Tom Brady has mostly tried to keep the focus on the present ahead of his return to Gillette Stadium.
But a clip from his upcoming ESPN documentary series, "Man in the Arena," released Friday hearkened back to the early days of Brady's NFL career, when he was a young quarterback learning all he could from head coach Bill Belichick.
Brady's weekly Tuesday meetings with Belichick, the QB said in the doc, were vital to his development.
"When I look back at that time (in New England) it was a really growth stage part of my career," Brady said. "It was a development of myself as a player but also a person off the field. I was soaking up all the information. Even today, I look at some of these young players and they're like, 'What do you think of this guy in his third year or fourth year?' In my mind, I'm thinking, OK, he's talented, but who is going to teach him how to evolve and grow? Who is going to assist him in learning what football is all about? What his knowledge is?
"I had Coach Belichick there to teach me. Every Tuesday, we would meet and go through the entire defensive starting lineup and their strengths and weaknesses. What we could attack. What he was watching and how I could see the things that he saw so I could gain confidence and anticipate."
That Tuesday meeting tradition has continued in the post-Brady era, as Patriots rookie quarterback Mac Jones explained earlier this week.
"We try to meet with the quarterbacks and stuff and figure out just situational stuff, which helps," Jones said. "I can't go into details on that, but it is really beneficial. Just whether it's the team we're playing or whoever, just watching football, hearing it from a great coach like him and getting advice from the guys in the room that have played for a lot longer than I have, so just listening and trying to see what they see and pick up on things, and it definitely helps just kind of start the week off right, I guess you could say."
Brady left the Patriots last offseason to sign with the Tampa Bay Buccaneers, with whom he immediately won his seventh Super Bowl. He'll face his former team for the first time Sunday night.
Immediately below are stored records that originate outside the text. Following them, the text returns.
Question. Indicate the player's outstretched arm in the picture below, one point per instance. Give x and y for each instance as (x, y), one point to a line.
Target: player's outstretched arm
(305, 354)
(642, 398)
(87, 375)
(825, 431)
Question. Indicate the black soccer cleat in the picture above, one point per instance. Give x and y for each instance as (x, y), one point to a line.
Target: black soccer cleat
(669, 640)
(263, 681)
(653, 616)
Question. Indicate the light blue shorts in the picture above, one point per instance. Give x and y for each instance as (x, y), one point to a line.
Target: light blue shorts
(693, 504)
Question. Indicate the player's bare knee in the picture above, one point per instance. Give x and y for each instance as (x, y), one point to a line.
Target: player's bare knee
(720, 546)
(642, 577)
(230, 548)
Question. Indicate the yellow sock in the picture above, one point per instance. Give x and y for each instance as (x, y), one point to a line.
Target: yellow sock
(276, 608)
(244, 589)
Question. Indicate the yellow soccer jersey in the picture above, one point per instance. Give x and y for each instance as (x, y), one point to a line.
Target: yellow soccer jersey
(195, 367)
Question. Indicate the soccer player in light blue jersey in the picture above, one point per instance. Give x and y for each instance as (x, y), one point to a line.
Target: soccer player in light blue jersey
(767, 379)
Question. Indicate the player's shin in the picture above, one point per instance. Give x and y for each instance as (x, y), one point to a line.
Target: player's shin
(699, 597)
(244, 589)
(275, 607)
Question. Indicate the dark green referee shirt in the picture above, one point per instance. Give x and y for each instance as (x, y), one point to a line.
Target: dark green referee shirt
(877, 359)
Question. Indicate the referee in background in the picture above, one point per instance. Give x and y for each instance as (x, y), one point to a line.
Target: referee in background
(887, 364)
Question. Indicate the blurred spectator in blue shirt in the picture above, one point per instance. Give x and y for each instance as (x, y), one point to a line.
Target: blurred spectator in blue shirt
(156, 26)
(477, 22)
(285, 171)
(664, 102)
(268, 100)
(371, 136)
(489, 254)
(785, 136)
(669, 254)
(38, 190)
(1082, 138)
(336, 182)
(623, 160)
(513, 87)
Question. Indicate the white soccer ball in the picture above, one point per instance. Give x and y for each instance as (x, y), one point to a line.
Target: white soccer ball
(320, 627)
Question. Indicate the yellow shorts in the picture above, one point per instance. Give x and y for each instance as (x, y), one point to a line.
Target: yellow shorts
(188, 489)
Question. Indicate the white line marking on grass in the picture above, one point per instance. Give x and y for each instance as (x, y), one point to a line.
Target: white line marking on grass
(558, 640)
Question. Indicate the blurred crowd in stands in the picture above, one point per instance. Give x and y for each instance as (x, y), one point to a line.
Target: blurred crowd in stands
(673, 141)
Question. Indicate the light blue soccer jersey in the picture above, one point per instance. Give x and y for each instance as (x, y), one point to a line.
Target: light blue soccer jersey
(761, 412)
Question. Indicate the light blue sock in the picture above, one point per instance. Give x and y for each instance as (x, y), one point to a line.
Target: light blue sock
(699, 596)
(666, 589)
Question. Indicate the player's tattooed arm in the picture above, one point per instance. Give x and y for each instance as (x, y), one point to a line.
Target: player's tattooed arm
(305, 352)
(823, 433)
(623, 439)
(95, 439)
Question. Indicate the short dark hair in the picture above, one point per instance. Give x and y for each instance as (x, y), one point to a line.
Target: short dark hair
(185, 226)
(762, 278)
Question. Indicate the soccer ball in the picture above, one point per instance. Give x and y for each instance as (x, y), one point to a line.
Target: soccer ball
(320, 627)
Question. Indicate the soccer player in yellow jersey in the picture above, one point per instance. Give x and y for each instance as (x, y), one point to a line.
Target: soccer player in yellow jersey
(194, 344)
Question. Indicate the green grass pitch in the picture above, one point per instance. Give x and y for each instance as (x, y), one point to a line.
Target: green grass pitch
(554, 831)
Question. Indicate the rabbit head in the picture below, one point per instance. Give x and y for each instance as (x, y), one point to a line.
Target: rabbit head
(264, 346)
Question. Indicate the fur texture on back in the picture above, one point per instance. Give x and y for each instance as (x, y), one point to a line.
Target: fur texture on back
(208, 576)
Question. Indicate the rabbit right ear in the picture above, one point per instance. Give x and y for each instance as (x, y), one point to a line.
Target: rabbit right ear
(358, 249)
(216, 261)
Belichick has been overwhelmingly complimentary of his former QB ahead of that highly anticipated matchup, praising Brady on multiple occasions.
"I think I've been on the record dozens of times saying there's no quarterback I'd rather have than Tom Brady, and I still feel that way," Belichick said Friday morning. "I was very lucky to have Tom as the quarterback and to coach him. He was as good as any coach could ever ask for."
"Man in the Arena: Tom Brady," produced by ESPN and Religion of Sports, is set to be released in November on ESPN+.